Last modified 4 February 2025

Data Protection in Madagascar

Enforcement in Madagascar

Download PDF

Download current country

Change countries

Change country

Law

Data protection laws in Madagascar

Law No. 2014-038 relating to protection of personal data is the main regulatory framework in Madagascar (the “Data Protection Law”).

After discussion at the National Assembly of Madagascar, the Data Protection Law was adopted on 16 December 2014. The Law was promulgated by the President of Republic of Madagascar on 9 January 2015 and published in the Official Gazette of the Republic of Madagascar on 09 June 2015.

The Data Protection Law has been in force for nine (09) years, but its application is not yet effective, as no implementing decree has been published.

Law no. 2024-004 ratifying the African Union Convention on Cyber Security and Personal Data Protection (the “Malabo Convention”) was adopted by the Senate and the National Assembly on 21 June 2024. The law was also subject to a constitutionality review in accordance with High Constitutional Court Decision no. 01-HCC/D1 dated 10 July 2024, confirming the constitutionality of the ratification law and the Malabo Convention itself. Publication in the Official Gazette of the République of Madagascar is still pending.

Generally, the provisions of the Data Protection Law are in line with the provisions of the Malabo Convention on Data Protection. In addition, no amendments to the Data Protection law are currently planned.

Related resources

Definitions

Definitions in Madagascar

Definition of personal data

Personal data is any information relating to a natural person, whereby that person is or can be identified, directly or indirectly, by reference to a name, an identification number or to one or more elements specific to him / her such relating to physical, physiological, psychical, economic, cultural or social.

Definition of sensitive personal data

Sensitive personal data means data which includes information relating to:

Racial origin;
Biometric and genetic information;
Political opinion;
Religious belief or other convictions;
Trade-union affiliation; and / or
Health or sexual life.

Authority

National data protection authority in Madagascar

The Data Protection Law provides for the creation of the Commission Malagasy sur l'Informatique et des Libertés (“CMIL”).

The CMIL was established by the adoption of Decree no. 2023-1541 dated 06 December 2023 setting out CMIL's mission and organisation.
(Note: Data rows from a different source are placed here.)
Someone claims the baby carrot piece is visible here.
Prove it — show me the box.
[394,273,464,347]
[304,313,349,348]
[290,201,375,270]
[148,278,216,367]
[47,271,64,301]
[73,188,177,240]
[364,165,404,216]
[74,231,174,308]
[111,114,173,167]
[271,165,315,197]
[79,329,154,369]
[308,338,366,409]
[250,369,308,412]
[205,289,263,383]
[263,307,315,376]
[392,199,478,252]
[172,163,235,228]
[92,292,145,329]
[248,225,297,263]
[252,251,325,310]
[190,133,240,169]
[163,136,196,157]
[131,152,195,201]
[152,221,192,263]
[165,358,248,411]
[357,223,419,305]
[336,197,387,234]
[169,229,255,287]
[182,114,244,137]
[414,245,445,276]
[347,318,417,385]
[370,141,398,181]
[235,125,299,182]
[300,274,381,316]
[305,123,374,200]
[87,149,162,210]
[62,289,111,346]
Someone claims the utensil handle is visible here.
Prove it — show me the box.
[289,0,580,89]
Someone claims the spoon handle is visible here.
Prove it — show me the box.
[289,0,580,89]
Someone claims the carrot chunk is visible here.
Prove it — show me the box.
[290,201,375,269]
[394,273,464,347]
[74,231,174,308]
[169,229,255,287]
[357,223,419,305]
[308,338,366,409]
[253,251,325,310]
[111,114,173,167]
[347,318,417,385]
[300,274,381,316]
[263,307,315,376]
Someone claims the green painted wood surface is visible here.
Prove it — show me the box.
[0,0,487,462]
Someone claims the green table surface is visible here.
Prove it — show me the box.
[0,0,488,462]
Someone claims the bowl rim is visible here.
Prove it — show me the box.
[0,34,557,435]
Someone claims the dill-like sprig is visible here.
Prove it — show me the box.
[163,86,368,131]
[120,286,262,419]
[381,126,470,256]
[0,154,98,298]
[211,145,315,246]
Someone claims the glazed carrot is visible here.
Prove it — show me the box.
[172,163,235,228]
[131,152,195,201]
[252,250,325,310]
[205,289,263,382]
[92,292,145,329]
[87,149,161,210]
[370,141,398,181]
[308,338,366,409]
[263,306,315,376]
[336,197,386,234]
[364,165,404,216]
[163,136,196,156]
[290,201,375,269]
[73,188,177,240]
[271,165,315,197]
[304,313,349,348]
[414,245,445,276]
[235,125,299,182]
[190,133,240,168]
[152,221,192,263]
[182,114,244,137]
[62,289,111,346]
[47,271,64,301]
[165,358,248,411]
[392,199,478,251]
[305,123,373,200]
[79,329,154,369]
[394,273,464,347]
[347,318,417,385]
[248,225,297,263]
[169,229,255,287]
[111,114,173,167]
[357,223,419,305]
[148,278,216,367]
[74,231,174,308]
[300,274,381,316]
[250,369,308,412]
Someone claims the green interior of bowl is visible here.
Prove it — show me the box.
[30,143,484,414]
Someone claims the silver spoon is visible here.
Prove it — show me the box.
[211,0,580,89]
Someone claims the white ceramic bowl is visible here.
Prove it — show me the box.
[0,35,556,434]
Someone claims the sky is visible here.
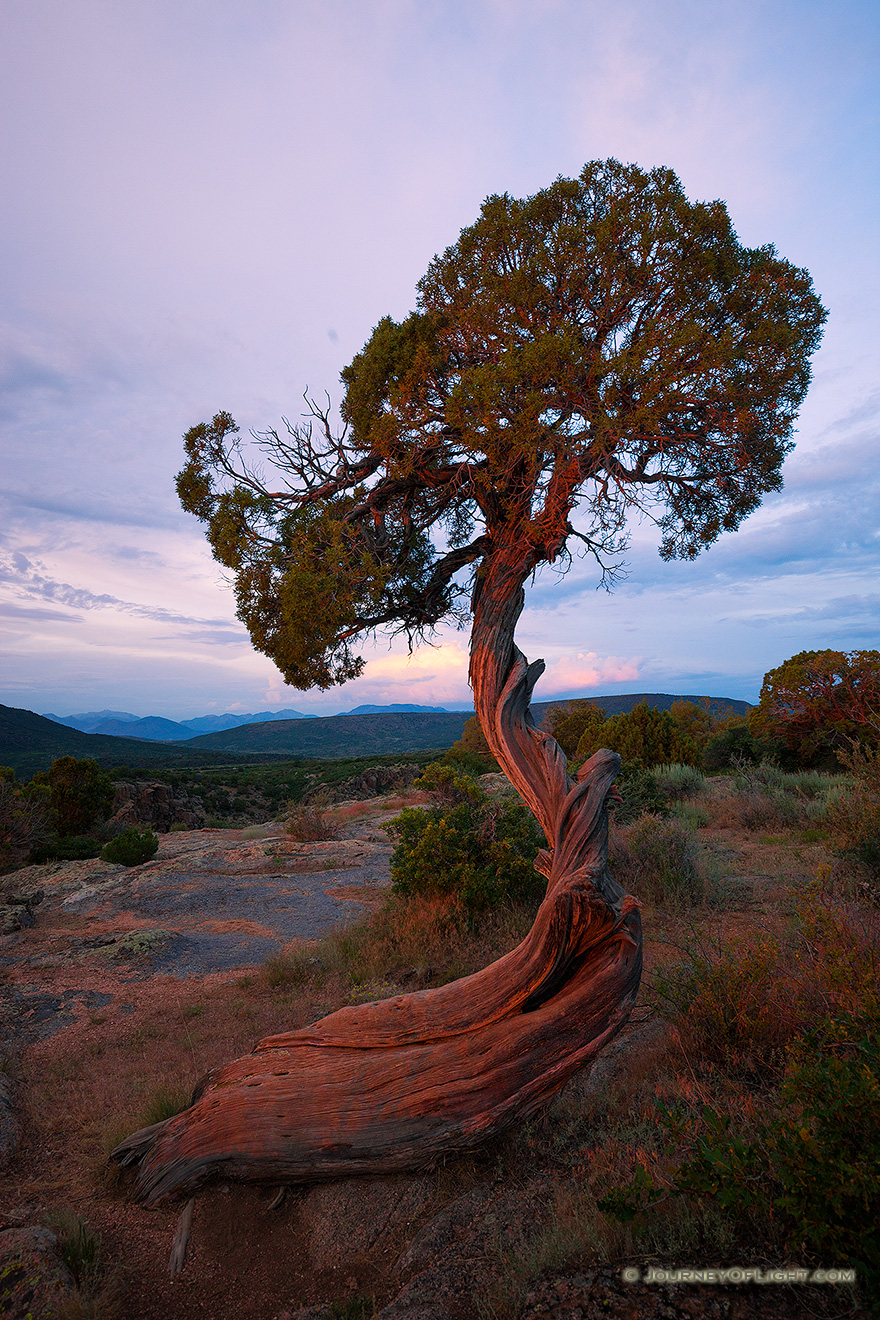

The representative of the National Assembly was recently appointed to the CMIL towards the end of 2024. However, the CMIL will not be fully operational until all its members have been appointed, namely:

a Member of the National Assembly elected at a plenary session;
a senator elected by the Permanent Bureau of the Senate;
a judge from the Court of Cassation elected by his peers;
one administrative judge from the Conseil d'Etat elected by his peers;
a financial judge from the Cour des Comptes elected by his peers;
a representative of the private sector, with experience in the field of information and communication technologies, appointed by the Fédération des Chambres du Commerce et de l’Industrie;
two leading figures with expertise in information and communication technologies information and communication technologies, appointed by the Fédération Nationale de l'ordre des ingénieurs;
one person with particular expertise in human rights, appointed by the appointed by the Commission Nationale Indépendante des Droits de l'Homme.

Registration

Registration in Madagascar

Except for certain data processing that is subject to exemption, authorisation, ministerial order or decree, the processing of personal data requires a prior declaration to the CMIL.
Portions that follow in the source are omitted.